0

I have 7 2D cloud optimised geotiffs stacked into one data array in xarray. They are very large so I am using the intake-xarray extension and dask for streaming the data from s3 without using any RAM. I have concatenated them along their "band" dimension to stack them.

catalog = intake.open_catalog("s3://example-data/datasets.yml")
datasets = ['dem',
            'dem_slope',
            'dem_slope_aspect',
            'distance_railways',
            'distance_river',
            'distance_road',
            'worldcover']
to_concat = []
for data in datasets:
    x = catalog[data].to_dask()
    to_concat.append(x)


merged = xr.concat(to_concat, dim='band')
merged.coords['band'] = datasets  # add labels to band dimension

y_array = catalog["NASA_global"]
y_array.coords['band'] = 'NASA_global'

merged 
<xarray.DataArray (band: 7, y: 225000, x: 450000)>
dask.array<concatenate, shape=(7, 225000, 450000), dtype=float32, chunksize=(1, 256, 256), chunktype=numpy.ndarray>
Coordinates:
  * band     (band) <U31 'dem' ... 'worldcover'
  * y        (y) float64 90.0 90.0 90.0 90.0 90.0 ... -90.0 -90.0 -90.0 -90.0
  * x        (x) float64 -180.0 -180.0 -180.0 -180.0 ... 180.0 180.0 180.0 180.0
Attributes:
    transform:      (0.0008, 0.0, -180.0, 0.0, -0.0008, 90.0)
    crs:            +init=epsg:4326
    res:            (0.0008, 0.0008)
    is_tiled:       1
    nodatavals:     (32767.0,)
    scales:         (1.0,)
    offsets:        (0.0,)
    AREA_OR_POINT:  Area

My question is how I could now convert the data into a several 1D columns, equivalent to flattening a 2D array in numpy?
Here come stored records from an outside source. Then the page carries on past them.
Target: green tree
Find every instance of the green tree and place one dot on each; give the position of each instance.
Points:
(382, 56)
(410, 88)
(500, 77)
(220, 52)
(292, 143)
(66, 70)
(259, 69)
I have looked at .squeeze() to remove dimension but can't get it into the desired format. I want to do some machine learning and need it in a suitable format. New to dask and xarray.

I'd really appreciate any help or advice.

  • This may be a case for [`xr.Dataset.to_dask_dataframe`](https://docs.xarray.dev/en/stable/generated/xarray.Dataset.to_dask_dataframe.html) – Michael Delgado Jul 27 '22 at 05:44
  • Yes absolutely. I wanted to see if there was a way to flatten the data in xarray to keep track of the coordinate labels ('x' and 'y') along the way. This would allow me to reshape back to the original array at any time with no information loss. Masking nan values is a DataFrame will mean I can't easily reshape but I got around it by adding columns to the Dask data frame that index the array row and col. – wmitchell93 Jul 27 '22 at 10:52

1 Answers1

1

For anyone interested, I worked out how to do it in Xarray but it blew up the memory of my instance.

# load the intake catalog
catalog = intake.open_catalog("s3://example-data/datasets.yml")
datasets = ['dem',
            'dem_slope',
            'dem_slope_aspect',
            'distance_railways',
            'distance_river',
            'distance_road',
            'worldcover']
to_concat = []
for data in datasets:
    x = catalog[data].to_dask()
    to_concat.append(x)

# define X and y
merged = xr.concat(to_concat, dim='band').sel(x=slice(-124, -66), y=slice(50, 24))
merged.coords['band'] = datasets
X_array = merged.values
y_array = catalog["NASA_global"].to_dask()
y_array.coords['band'] = 'NASA_global'

# reshape
X_temp = X_array.stack(z=('x','y'))
X = X_temp.transpose('z', 'band')

Calling X_array = merged.values loads everything into a numpy array and kills the instance. A colleague worked out a better solution that doesn't eat memory:

catalog = intake.open_catalog("s3://example-data/datasets.yml")
datasets = ['dem',
            'dem_slope',
            'dem_slope_aspect',
            'distance_railways',
            'distance_river',
            'distance_road',
            'worldcover']
to_concat = []
for data in datasets:
    x = catalog[data].to_dask()
    to_concat.append(x)

# define X and y
X_array = xr.concat(to_concat, dim='band').sel(x=slice(-124, -66), y=slice(50, 24))
X_array.coords['band'] = datasets
y_array = catalog["NASA_global"].to_dask()

# reshape
X_table = X_array.data.reshape((7, -1), merge_chunks=True)
y_table = y_array.data.reshape((1, -1), merge_chunks=True)
X = dd.from_dask_array(X_table.T, columns=datasets)
y = dd.from_dask_array(y_table.T, columns=['NASA_global'])